With all the aesthetic charm of the Bulldog, and as much energy as a Labrador, the Boxer is a popular dog breed to own. As playful as he is protective, this exuberant breed is called the “Boxer” because of their tendency to stand on their hind legs and paw with their front legs, in motions similar to those you’d see in a boxing ring. Find out more facts about these endearing dogs, and why they’ve come to be regarded as beloved family pets and affectionate companions.
These dogs originally hail from Germany during the late 1800’s, where they were bred for bull baiting. In the United States, Boxers were officially recognized by the American Kennel Club (AKC) in 1904, and were classified as a “working dog” breed, while in the United Kingdom, Boxers are in the “guardian dog” classification.
The dogs were used as military messenger dogs and guard dogs during World War I. The love of Boxers increased in America when US soldiers fighting in Europe brought home the dogs they’d gained an appreciation for during their wartime experiences. Currently the Boxer ranks in the top ten most popular dog breeds in America, according to the AKC.
Boxers are medium in build. Male Boxers can weigh up to 80 lbs., while females can be as low as 50 lbs. Though their muscular limbs resemble those of a leaner and longer Bulldog, this strong breed does require plenty of exercise. They love running, playing fetch, joining in on sports, and have impressive stamina for short-snouted canines.
The most common look of Boxers is a ruddy-brown color with white markings on the chest and belly, and a black muzzle. However, Boxers can be brown and black brindled, fawn, and they may or may not have white flashes and dark masks.
Their coats are short and flat, making them a great dog to keep in warm climates, though they can get cold in the winter if left outside for too long. Like many brachycephalic dog breeds, the Boxer is known for snoring when asleep, snorting and sneezing while awake, and drooling often because of their sagging lips.

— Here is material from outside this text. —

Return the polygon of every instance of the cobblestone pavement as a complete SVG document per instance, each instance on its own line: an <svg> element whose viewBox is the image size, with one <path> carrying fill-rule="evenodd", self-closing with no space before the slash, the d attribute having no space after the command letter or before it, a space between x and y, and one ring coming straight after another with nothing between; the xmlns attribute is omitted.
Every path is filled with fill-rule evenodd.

Most Boxers have ears that hang down, and docked tails. The practice of docking tails and cropping ears is becoming less common, as more people wisely prefer their dogs to be natural and unaltered.
Boxers are very affectionate dogs that become exceedingly attached to their humans. When they are socialized well as puppies, the Boxer is very comfortable around children and the elderly. They are known for cuddling with their owners, or greeting them with a sloppy wet kiss when they come home.
This breed is an easy pet to keep, as they bark seldom, and do not have strong tendencies toward digging. They do however need to be exercised at least 40-60 minutes daily to keep them mentally and physically stimulated.
The Boxer is as winsome and energetic as a puppy for a fair portion of his life, simply because the dogs are not considered to reach full maturation and adulthood until they are 3 years old. So a 2.5-year-old Boxer might well be considered a puppy!
Boxers live usually between 8-10 years, and will prove a protective pet and loving companion to their families as long as they live.